When I saw James Marsh’s 2008 documentary Man On Wire, I recall my heart racing. Just listening to Philippe Petit rapid fire recounting his tight rope walk between the Twin Towers, and the amount of sheer luck that his plans hinged on, was exhilarating. When Joseph Gordon-Levitt as Petit popped up on the top of the torch of the Statue of Liberty in the opening of Robert Zemeckis’s The Walk to narrate the exact same tale, well exhilarated is not the word I’d use. In a perfect world, audiences could see the breathtaking wire walking sequence that Zemeckis has crafted appended to something as thrilling as that Oscar-winning documentary but of course this is not a perfect world. As Gordon-Levitt’s Petit would say through outrageous French accent, c’est la vie. In moving from Man on Wire to The Walk, we must revisit Petit’s spectacular tight rope act with a hefty side of fromage.

The year is 1974 and French street performer Petit, is enamored with wire walking. During his search for more places to hang his wire, he finds a newspaper heralding the nearly-completed Twin Towers in New York City. They’re perfect and he becomes obsessed with the idea of walking between them. In racing towards this vision, Zemeckis takes us through a candy colored vision of the France from the countryside to the circus and Paris. It all culminates in a newsworthy walk between the two towers of the Notre Dame cathedral–a death defying feat unto itself, presented here as a quick bit of exposition. Along the way he picks up French ‘accomplices’ in girlfriend Annie (Charlotte Le Bon in a thankless role), a photographer (Clément Sibony) and eccentric circus mentor Papa Rudy (Ben Kingsley) who pleads with Petit to use a safety harness (he won’t). For all the fast paced camera work and bustling Parisian unicycle rides, this first act drags under Petit’s over aggressive narration. In light of the Marsh documentary where the vibrant real Petit told his own story, my mind truly boggled at having this level of wall to wall voice over. For audience members who have not seen the doc, your tolerance may be higher than mine. If anything I miss the different voices from Man on Wire, because here doubt by other characters is treated as repressing an excitable artist. His success is taken as a foregone conclusion.

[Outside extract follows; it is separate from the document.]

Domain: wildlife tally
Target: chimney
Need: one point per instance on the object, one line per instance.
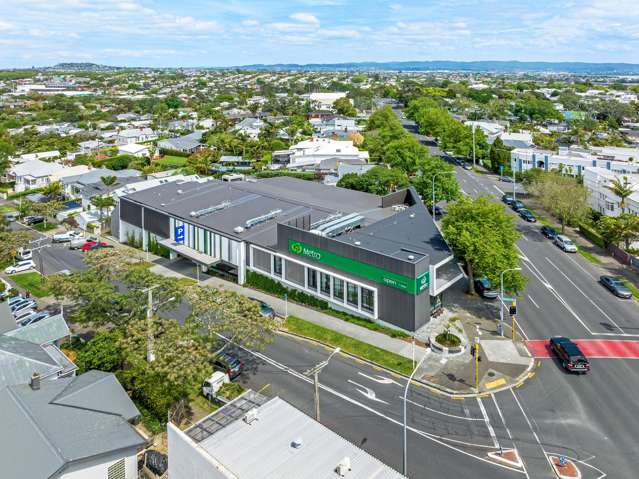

In 1970s New York, the film takes on more of the heist-like mood that was established in Marsh’s documentary and the film finally takes off. Petit enlists his American accomplices and the element of suspense is restored while Petit and co employ ‘spywork’ to figure out the inner workings of the massive construction site. The level of lax security and staff eluded with charm and confidence of the crew is really something to see from a post-9/11 perspective and is one of the essential elements to Petit’s being a once-in-a-lifetime accomplishment. The biggest hurdle is getting from the sky lobbies to the roof and ensuring the roof is free of guards. Here Zemeckis is great at giving us what can only be described as warm up acrophobia as the team contends with incomplete elevator shafts in the build up to the final walk across the void. That walk is undeniably breath taking and seeing it with a crowd in a theater, the level of tensed muscles was strongly felt. And the walk is not short either. As Petit the artist felt more and more connected to the wire and the towers, the more liberties he takes up there. And the sequence is stunning in spite of Petit remaining on hand to tell us how stunning it is.

With the 3D walk itself being worth price of admission, more so in vertigo-inducing IMAX, and poignant final moments that especially resonated with the New York Film Fest crowd, Zemeckis has crafted a spectacle to be sure even if the rest of the film will likely not stand the same test of time that the 2008 documentary has.

The Walk opens in limited IMAX on September 30th with a wide release on October 9th.